On the morning of 8 April 1982, an image counter to the laws of nature appeared in Daniel Shechtman's electron microscope. In all solid matter, atoms were believed to be packed inside crystals in symmetrical patterns that were repeated periodically over and over again. For scientists, this repetition was required in order to obtain a crystal.
Shechtman's image, however, showed that the atoms in his crystal were packed in a pattern that could not be repeated. Such a pattern was considered just as impossible as creating a football using only six-cornered polygons, when a sphere needs both five- and six-cornered polygons. His discovery was extremely controversial. In the course of defending his findings, he was asked to leave his research group. However, his battle eventually forced scientists to reconsider their conception of the very nature of matter.
Aperiodic mosaics, such as those found in the medieval Islamic mosaics of the Alhambra Palace in Spain and the Darb-i Imam Shrine in Iran, have helped scientists understand what quasicrystals look like at the atomic level. In those mosaics, as in quasicrystals, the patterns are regular - they follow mathematical rules - but they never repeat themselves.

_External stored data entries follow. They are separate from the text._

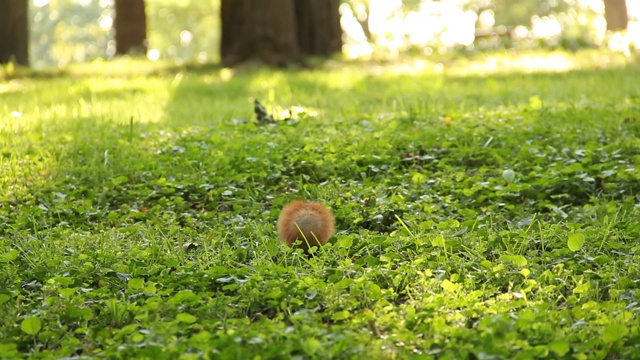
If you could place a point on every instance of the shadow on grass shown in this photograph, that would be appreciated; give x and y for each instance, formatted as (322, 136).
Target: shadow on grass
(121, 153)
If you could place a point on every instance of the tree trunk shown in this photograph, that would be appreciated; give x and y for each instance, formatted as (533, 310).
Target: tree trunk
(262, 30)
(318, 27)
(277, 32)
(14, 32)
(615, 12)
(131, 27)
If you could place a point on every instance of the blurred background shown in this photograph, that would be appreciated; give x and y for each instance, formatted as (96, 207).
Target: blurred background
(67, 31)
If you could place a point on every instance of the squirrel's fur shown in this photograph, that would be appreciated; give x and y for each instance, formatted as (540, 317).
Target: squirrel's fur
(310, 222)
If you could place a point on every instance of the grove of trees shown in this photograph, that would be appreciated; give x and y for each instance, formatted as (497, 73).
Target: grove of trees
(275, 32)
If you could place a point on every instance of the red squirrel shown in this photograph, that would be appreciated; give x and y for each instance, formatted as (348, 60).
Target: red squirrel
(310, 222)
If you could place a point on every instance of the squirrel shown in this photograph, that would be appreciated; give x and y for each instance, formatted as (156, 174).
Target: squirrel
(310, 222)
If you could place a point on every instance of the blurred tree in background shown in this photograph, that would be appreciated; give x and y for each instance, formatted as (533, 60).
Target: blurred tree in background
(278, 32)
(64, 31)
(14, 32)
(615, 12)
(130, 27)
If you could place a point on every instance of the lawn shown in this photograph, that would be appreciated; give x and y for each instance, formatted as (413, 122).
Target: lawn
(484, 210)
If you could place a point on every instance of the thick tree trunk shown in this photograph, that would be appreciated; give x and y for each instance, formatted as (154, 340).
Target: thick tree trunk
(318, 27)
(14, 32)
(262, 30)
(277, 32)
(131, 27)
(615, 12)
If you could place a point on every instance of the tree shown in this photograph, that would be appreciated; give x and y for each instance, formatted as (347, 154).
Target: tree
(14, 32)
(615, 12)
(318, 27)
(131, 27)
(278, 32)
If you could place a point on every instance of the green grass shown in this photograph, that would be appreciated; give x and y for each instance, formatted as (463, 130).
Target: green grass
(479, 215)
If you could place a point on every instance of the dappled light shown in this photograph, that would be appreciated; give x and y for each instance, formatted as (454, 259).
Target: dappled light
(461, 182)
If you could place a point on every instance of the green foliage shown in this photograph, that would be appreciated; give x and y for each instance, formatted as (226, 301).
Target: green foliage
(478, 216)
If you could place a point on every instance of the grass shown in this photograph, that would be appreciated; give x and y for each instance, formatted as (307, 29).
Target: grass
(480, 215)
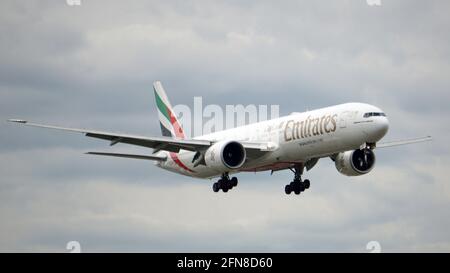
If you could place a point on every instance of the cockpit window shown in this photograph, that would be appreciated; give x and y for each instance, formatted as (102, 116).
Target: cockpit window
(374, 114)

When scientists describe Shechtman's quasicrystals, they use a concept that comes from mathematics and art: the golden ratio. This number had already caught the interest of mathematicians in Ancient Greece, as it often appeared in geometry. In quasicrystals, for instance, the ratio of various distances between atoms is related to the golden mean.

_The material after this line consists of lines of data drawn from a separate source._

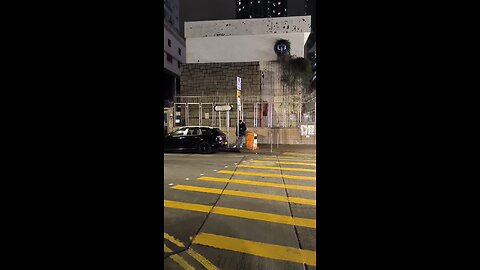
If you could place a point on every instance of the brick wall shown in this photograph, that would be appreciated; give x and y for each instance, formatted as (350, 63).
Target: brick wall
(219, 79)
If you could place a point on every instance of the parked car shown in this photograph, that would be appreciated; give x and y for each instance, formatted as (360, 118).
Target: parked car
(195, 138)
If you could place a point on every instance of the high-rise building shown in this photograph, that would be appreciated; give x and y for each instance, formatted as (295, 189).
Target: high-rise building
(247, 9)
(173, 50)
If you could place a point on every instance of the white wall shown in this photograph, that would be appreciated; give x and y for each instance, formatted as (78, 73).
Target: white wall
(241, 48)
(176, 42)
(244, 40)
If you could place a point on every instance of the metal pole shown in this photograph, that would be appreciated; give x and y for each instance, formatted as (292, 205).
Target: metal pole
(271, 140)
(278, 137)
(228, 124)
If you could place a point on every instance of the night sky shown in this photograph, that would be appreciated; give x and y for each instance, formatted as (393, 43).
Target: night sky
(202, 10)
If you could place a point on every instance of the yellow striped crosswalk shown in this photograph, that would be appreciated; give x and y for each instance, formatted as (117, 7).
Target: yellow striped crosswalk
(254, 195)
(285, 162)
(233, 212)
(276, 168)
(195, 255)
(255, 183)
(289, 159)
(179, 260)
(291, 252)
(274, 175)
(257, 248)
(298, 154)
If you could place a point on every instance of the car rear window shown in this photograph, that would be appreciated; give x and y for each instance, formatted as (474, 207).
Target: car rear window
(206, 131)
(218, 131)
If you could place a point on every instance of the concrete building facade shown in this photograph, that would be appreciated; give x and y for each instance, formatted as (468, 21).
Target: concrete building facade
(220, 51)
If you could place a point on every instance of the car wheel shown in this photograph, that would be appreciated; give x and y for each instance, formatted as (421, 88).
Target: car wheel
(204, 148)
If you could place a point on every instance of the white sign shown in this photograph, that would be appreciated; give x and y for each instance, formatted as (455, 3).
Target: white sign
(223, 108)
(311, 130)
(304, 130)
(307, 130)
(239, 83)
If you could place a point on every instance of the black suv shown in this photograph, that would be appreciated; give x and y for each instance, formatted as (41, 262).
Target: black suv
(196, 138)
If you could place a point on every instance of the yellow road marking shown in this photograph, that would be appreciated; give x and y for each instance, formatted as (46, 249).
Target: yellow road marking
(233, 212)
(256, 183)
(285, 176)
(277, 168)
(254, 195)
(298, 154)
(173, 240)
(297, 163)
(202, 260)
(257, 248)
(290, 159)
(284, 162)
(179, 260)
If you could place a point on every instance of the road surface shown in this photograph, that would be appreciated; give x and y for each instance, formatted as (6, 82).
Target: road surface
(240, 211)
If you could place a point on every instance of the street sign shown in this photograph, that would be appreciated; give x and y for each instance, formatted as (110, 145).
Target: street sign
(223, 108)
(239, 83)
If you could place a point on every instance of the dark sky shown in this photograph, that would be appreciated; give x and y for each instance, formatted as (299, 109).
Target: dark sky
(203, 10)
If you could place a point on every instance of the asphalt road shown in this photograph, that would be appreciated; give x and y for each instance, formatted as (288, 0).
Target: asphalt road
(240, 211)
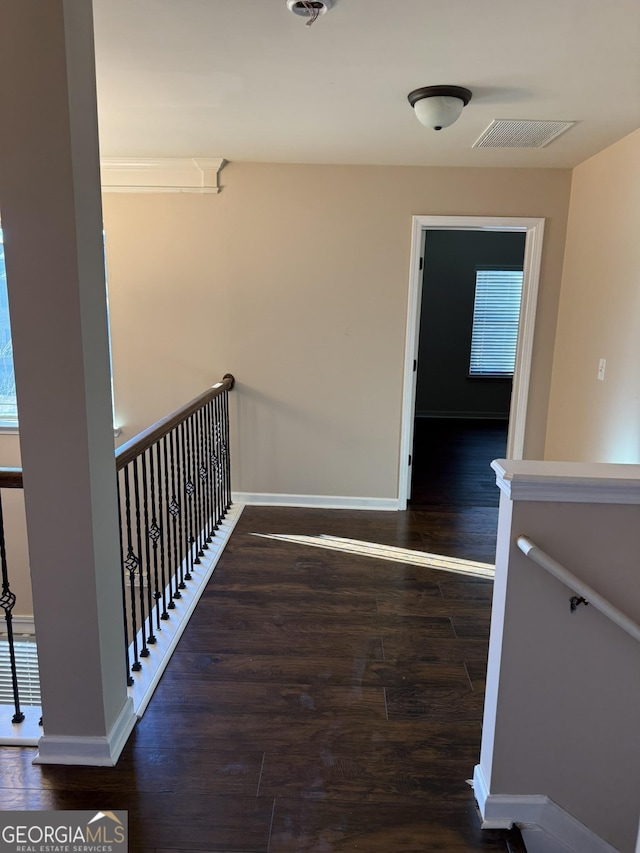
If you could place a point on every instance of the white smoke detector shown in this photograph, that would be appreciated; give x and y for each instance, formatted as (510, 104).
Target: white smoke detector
(309, 8)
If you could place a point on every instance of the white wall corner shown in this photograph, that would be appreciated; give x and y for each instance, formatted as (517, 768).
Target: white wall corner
(501, 811)
(161, 174)
(89, 751)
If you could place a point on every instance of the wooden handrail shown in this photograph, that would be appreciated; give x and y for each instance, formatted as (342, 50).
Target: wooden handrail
(144, 440)
(11, 478)
(586, 592)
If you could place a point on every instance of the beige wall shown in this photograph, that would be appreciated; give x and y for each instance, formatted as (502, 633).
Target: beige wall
(599, 314)
(295, 279)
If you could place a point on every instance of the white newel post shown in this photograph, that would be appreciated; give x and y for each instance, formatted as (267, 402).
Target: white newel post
(52, 221)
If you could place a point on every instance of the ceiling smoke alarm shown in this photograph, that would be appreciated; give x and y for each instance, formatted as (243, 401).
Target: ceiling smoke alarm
(309, 8)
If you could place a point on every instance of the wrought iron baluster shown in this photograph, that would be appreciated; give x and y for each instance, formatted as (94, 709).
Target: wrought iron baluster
(160, 537)
(188, 491)
(7, 602)
(217, 440)
(145, 502)
(203, 473)
(193, 428)
(144, 651)
(227, 455)
(178, 511)
(206, 456)
(167, 512)
(154, 535)
(124, 590)
(131, 564)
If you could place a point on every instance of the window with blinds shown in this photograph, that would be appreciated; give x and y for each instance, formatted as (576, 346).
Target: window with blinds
(496, 312)
(26, 654)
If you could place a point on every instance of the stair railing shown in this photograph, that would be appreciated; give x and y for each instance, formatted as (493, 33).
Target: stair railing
(174, 490)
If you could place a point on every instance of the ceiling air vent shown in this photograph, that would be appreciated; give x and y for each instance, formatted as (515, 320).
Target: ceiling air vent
(510, 133)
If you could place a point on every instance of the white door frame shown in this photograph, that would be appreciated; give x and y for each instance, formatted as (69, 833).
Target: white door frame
(534, 230)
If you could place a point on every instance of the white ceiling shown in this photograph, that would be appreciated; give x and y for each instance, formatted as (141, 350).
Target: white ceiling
(247, 80)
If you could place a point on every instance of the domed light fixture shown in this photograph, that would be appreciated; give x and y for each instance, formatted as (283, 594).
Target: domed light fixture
(439, 106)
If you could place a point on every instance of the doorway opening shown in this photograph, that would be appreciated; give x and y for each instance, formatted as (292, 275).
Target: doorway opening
(532, 231)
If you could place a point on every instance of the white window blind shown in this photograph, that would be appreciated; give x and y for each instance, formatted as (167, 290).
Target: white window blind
(26, 654)
(496, 312)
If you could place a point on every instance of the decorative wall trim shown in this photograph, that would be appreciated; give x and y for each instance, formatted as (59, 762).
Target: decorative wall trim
(161, 175)
(570, 482)
(316, 501)
(89, 751)
(501, 811)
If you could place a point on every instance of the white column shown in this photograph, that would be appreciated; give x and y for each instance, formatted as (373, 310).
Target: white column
(52, 221)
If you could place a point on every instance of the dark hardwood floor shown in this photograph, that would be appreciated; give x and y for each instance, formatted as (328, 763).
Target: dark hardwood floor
(318, 701)
(451, 461)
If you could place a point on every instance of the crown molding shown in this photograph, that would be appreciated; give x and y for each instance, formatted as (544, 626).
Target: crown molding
(161, 175)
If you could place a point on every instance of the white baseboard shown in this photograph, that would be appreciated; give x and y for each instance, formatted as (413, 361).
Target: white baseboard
(501, 811)
(89, 751)
(315, 501)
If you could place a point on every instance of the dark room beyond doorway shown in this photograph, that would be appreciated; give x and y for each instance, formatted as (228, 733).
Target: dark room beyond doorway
(461, 421)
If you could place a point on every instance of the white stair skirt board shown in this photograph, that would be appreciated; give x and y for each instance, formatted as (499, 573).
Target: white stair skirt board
(146, 680)
(26, 733)
(501, 811)
(89, 751)
(316, 501)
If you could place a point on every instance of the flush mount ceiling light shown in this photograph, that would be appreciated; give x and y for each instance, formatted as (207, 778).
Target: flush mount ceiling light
(438, 106)
(310, 9)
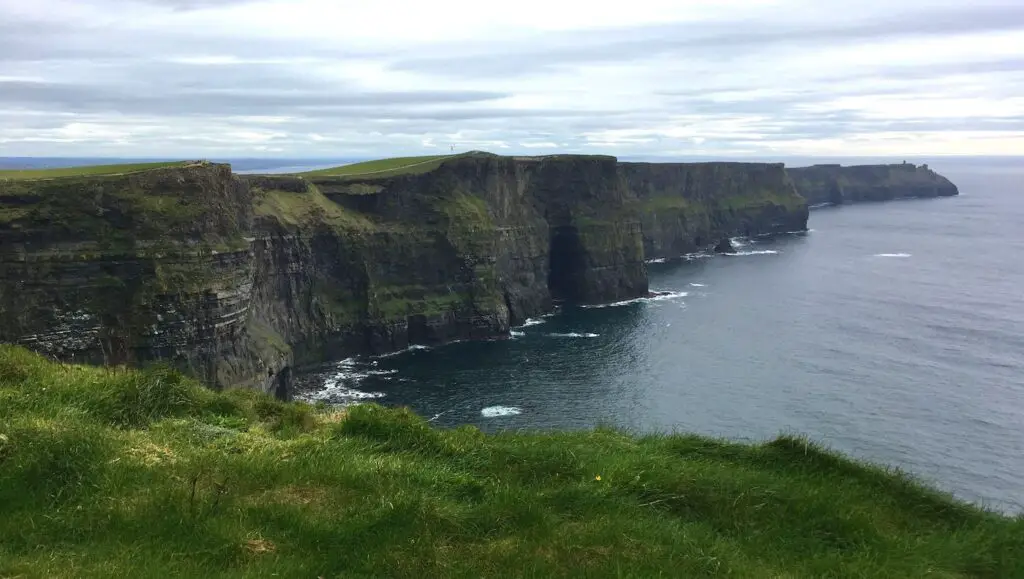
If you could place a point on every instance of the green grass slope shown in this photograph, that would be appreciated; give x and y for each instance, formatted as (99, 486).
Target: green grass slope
(84, 170)
(384, 167)
(142, 473)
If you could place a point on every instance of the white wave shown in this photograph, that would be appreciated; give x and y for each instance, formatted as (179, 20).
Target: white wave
(438, 415)
(758, 252)
(338, 394)
(412, 347)
(658, 296)
(497, 411)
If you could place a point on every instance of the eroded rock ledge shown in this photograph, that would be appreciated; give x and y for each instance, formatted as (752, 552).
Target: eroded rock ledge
(237, 279)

Following Shechtman's discovery, scientists have produced other kinds of quasicrystals in the lab and discovered naturally occurring quasicrystals in mineral samples from a Russian river. A Swedish company has also found quasicrystals in a certain form of steel, where the crystals reinforce the material like armor. Scientists are currently experimenting with using quasicrystals in different products such as frying pans and diesel engines.